One Week Later

We recently finished our humor book “THE BUFFER ZONE/Crazy is Relative” about dysfunctional families and decided to start this blog about them also. Not the heartbreaking dysfunctional ones that, unfortunately, you hear about every day, but the ones we all have – the wacky aunt, the annoying brother, the loser cousin. The relatives that cause all the unnecessary drama, and conflict over important things like Tupperware, in any family. Yeah, you know the ones.

Last Monday I was working on a new post, and in an instant nothing was funny. It was tragic, horrific, unfathomable. Our hearts weep once again for the families who lost innocent loved ones to senseless, violent acts. I really can’t imagine how you go on after a loss like that, but I guess you just do.

Yes, Mr. Rogers, we will look for the helpers, and try to carry on as normal. Because this is our new reality, and to not do so, is to sink into despair.

So we will still attempt to make you chuckle by laying out our extended families’ quirks for all to see, and roll around on them like our dog on a dead frog. There will still be posts complaining, grumbling, and criticizing the crazies, along with the silent thanks that they are still here.

Love and prayers,

The BZ

19 Kids and Dysfunctional

Finally forced myself to watch a whole 30 minute episode of TLC’s reality (definitely a misnomer because there is no way all of those humans live under the same roof with no friction whatsoever) show, “19 Kids and Counting”.

As expected, my glucose level began to rise, and after 11 minutes I began to drift off and imagine TLC’s biggest hit ever – “The Duggar’s 15 Years Later”.

As we envisage the show Josie, the littlest Duggar (that is unless Jim Bob and Michelle refuse to stop the madness), will be the rebellious teen crawling out the back window. The college kids will be posting drunken pictures of themselves on Facebook, the graduates will be searching for employment, and at least one of the children will be in rehab.

Of course, there will be more marriages, a few divorces and remarriages with accompanying step siblings, a “lifestyle” change, and LOTS more grandkids. Series highlights will include arguments over which grandchildren are the “favorites”, who was forced to do the most housework or babysitting when they were growing up, and who had the most on-air time.

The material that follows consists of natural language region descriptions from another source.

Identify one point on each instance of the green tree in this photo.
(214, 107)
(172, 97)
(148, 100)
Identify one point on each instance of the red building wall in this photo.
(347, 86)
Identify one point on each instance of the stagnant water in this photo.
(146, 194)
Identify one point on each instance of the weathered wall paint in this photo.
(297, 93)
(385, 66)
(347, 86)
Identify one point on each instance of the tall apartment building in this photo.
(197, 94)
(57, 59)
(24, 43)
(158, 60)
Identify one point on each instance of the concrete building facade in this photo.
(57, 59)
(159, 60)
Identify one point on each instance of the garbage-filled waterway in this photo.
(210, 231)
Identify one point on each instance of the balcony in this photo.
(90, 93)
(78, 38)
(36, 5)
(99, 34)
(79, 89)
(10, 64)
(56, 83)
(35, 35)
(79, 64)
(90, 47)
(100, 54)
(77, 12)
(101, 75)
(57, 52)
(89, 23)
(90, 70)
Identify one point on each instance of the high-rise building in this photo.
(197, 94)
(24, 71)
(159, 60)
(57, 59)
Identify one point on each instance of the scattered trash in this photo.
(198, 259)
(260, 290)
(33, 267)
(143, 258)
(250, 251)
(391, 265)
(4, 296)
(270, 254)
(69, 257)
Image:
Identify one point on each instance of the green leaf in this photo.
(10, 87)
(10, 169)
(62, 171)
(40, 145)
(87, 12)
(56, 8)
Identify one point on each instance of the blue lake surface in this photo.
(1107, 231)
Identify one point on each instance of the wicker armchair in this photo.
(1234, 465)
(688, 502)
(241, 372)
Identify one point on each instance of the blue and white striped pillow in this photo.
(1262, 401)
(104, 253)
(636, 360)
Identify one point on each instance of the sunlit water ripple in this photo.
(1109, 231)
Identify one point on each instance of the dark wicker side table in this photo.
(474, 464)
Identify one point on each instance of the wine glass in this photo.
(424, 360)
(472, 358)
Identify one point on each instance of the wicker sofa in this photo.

You are welcome TLC! The Buffer Zone will be happy to act as series consultant and we will even throw in an autographed copy of our book, THE BUFFER ZONE.



Ahhh Easter, that joyous time of rebirth and blessings. Unless one of those blessings happens to be a whacked relative, or as we like to call them “repellatives.”

We can’t be sure of the identities of the two moms who got into fisticuffs at the Seattle Woodland Park Zoo Easter Egg Hunt because no one pressed charges, but we can guess they are related.

We’ve seen it before.  One minute the extended family happily dons their Spring dresses, or in this Seattle case pastel insulated vests, and goes skipping through the zoo swinging their empty baskets. Then someone yells “GO” and it’s every child for himself.

Unless a mom decides that there is absolutely no way that her little darling is not going to win the plastic egg collection count. According to Katharine Lackey’s article in USA TODAY, that is exactly what happened. The confrontation began when “one woman reportedly pushed a child aside as her own child was scrambling toward some brightly colored eggs,” the police department said in a statement. The two women had to be separated three or four times and one ended up with a bloody nose.

Maybe Mom #1 just dreaded hearing about Mom#2’s child once again doing something/anything better than her own child at the family dinner table. Like we say in our book, “The Buffer Zone”, CRAZY IS RELATIVE.